Wednesday, July 9, 2014

Broccoli and cauliflower Soup

A creamy and delicious soup best for a weight loss diet. A soup with the combination of broccoli and cauliflower has a lot of health benefits.

Broccoli is rich in anti-oxidants and a good source of fiber. Cauliflower is rich in vitamins, minerals and anti-oxidants. Both together in a soup makes it a healthy and tasty starter.

You can make this soup either with only broccoli or cauliflower if you like. Naveen and I like the soup a little thin but you can decrease the quantity of water for a thicker soup.

Nutritional Information  (Approx) (per serving)
Energy  112 Calories
Fat 2 %
Carbohydrate 20 %
Dietary Fiber 6 %
Sodium 0.7 %
Vitamin A 25 %
Vitamin C 20 %
Calcium  12 %
Iron  8 %
Protein 7.7 Grams
Sugar 3.6 Grams

Broccoli florets 8 to 10
Cauliflower florets 8 to 10
Onion chopped 1
Garlic cloves chopped 5
Olive oil 1 tsp
Butter 1 tsp
Vegetable stock cube (optional) 1
Salt  to taste
Pepper powder 1 tsp
Corn/wheat flour 1 tsp
Water  3-4 cups

Melt the butter in a pan and fry chopped onion till transparent.

Add the cauliflower and broccoli florets and fry for 3-4 minutes.

Add 2 cups of water and bring it to boil.

Add the stock cube to the boiling mixture. Cover the lid and cook for 10 minutes or till the veggies are soft.

Let the mixture cool down.

I use the Mixer to blend so I separate the veggies when letting it cool but if you are using a blender, there is no need to separate the veggies from the cooked water.

Grind/blend the mixture.

In a hot pan, fry the flour for a minute.

Add water to the flour and mix it to make a paste.

In a pot, heat oil and add chopped garlic. Fry for 2 minutes.

Add the blended mixture and mix.

Add the stock and the remaining 2 cups of water.

Add the flour paste and mix well.

Add salt and bring to boil.

Add pepper and boil for 5 minutes.

Once the soup starts looking creamy, remove it from heat and serve hot.

Stuffed Buns

I wanted to try baking a stuffed dish for quite some time and here it is. Instead of making my regular bread, I made some stuffed buns this time. The bread I bake usually lasts for at least 3 days but this one got over in an hour.. hehe :D

I have stuffed these buns with some mushrooms, onion, bell peppers and chillies coated with oil and taco spice powder. You can make your own choice of stuffing.

Nutritional Information  (Approx) (per serving)
Energy  129 Calories
Fat 2 %
Carbohydrate 8 %
Dietary Fiber 5 %
Sodium 12 %
Vitamin A 0 %
Vitamin C 0 %
Calcium  1 %
Iron  9 %
Protein 3.6 Grams
Sugar 0.6 Grams

For the dough
Plain flour/wheat flour 2 cups
Jeera/Cumin seeds 1 tsp
Salt to taste
Instant yeast/ dry yeast 2 tsps
Water  1 cup
Olive oil 2 tsps

For filling
Oil 2 tsps
Onion chopped  1
Mushrooms chopped  10
Green Chillies chopped 4
Taco masala or garam masala 2 tsps
Salt  to taste
Lemon juice 1 tsp

Mix the flour, salt and cumin seeds.

Warm 1/2 cup of water, mix yeast and keep it in a warm place for 10 minutes.

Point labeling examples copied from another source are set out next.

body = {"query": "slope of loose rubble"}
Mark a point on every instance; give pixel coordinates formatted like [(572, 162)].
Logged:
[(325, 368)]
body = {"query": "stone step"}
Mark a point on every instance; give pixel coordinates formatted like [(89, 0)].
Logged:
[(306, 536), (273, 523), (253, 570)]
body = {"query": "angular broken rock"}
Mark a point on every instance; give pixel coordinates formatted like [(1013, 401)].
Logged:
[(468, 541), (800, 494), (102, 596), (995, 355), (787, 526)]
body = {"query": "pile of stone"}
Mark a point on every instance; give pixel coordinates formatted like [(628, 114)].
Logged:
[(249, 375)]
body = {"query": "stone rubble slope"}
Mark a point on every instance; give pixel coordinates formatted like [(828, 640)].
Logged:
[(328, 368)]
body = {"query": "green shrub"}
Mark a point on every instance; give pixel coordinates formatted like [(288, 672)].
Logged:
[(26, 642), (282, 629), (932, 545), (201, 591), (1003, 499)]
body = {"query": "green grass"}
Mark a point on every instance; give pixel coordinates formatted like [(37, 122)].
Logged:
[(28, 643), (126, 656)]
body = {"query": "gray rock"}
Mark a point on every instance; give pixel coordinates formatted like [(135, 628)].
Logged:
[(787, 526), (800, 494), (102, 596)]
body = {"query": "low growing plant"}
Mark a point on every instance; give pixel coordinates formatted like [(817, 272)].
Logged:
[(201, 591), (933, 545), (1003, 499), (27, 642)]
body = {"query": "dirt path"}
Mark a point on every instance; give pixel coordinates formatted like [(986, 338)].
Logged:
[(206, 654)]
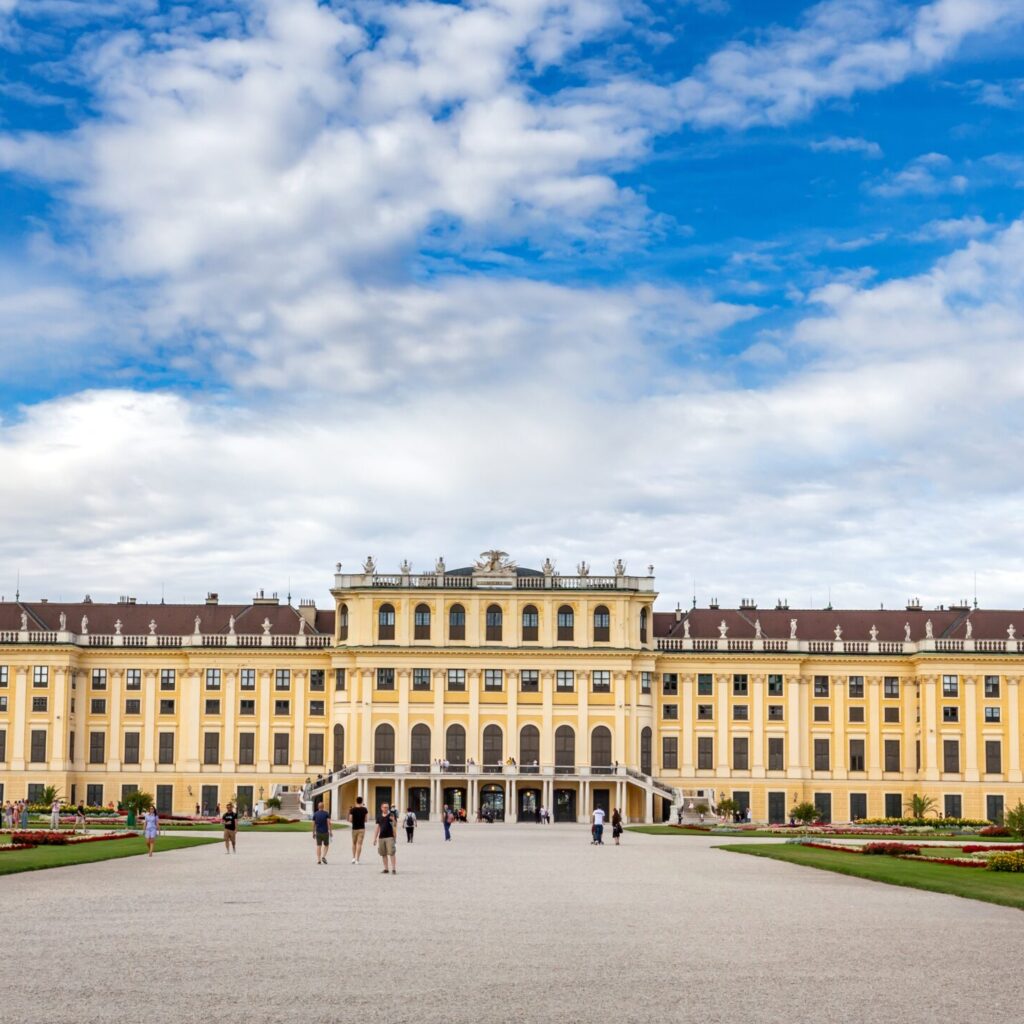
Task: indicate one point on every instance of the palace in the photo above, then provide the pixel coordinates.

Once the yeast is active, add it to flour, add oil and knead it into a dough.

keep the dough in a warm place for 1 hour so that the dough can rise to double it's size.

Cut the dough into small parts for buns.

Line your baking plate with aluminium foil or baking sheet.

Roll the parts of dough into small balls and place them on the baking dish and keep them in a warm place for another half an hour.

For filling that I prepared, fry the onion, mushrooms, chillies for 3 minutes.

Sprinkle, salt, masala powder and give it a mix. Drizzle the lemon juice over the mixture and let it cool.

Once the filling mixture is cool, we can start preparing for the dough to fill the stuffing.

Preheat the oven for at least 20 minutes.

Press the dough on your hand to spread it just enough to place the filling.

Pull the sides of the dough to cover the dough.

You can also roll the dough with some flour and the fill it with the stuffing.

Once stuffed, roll the dough into a small ball again.

Place the stuffed dough on baking dish. You can brush the top of the dough with either a beaten egg or some olive oil.

Bake the buns for 30 minutes at 180 degrees if using a convection oven. It should be in medium temperature if using a microwave oven cos temperature setting in every microwave oven is different.

Serve hot with tomato ketchup. Also goes well with a hot soup. :)

  • You can also stuff some cheese with the veggie filling. 
  • You can choose to stuff any filling of your choice.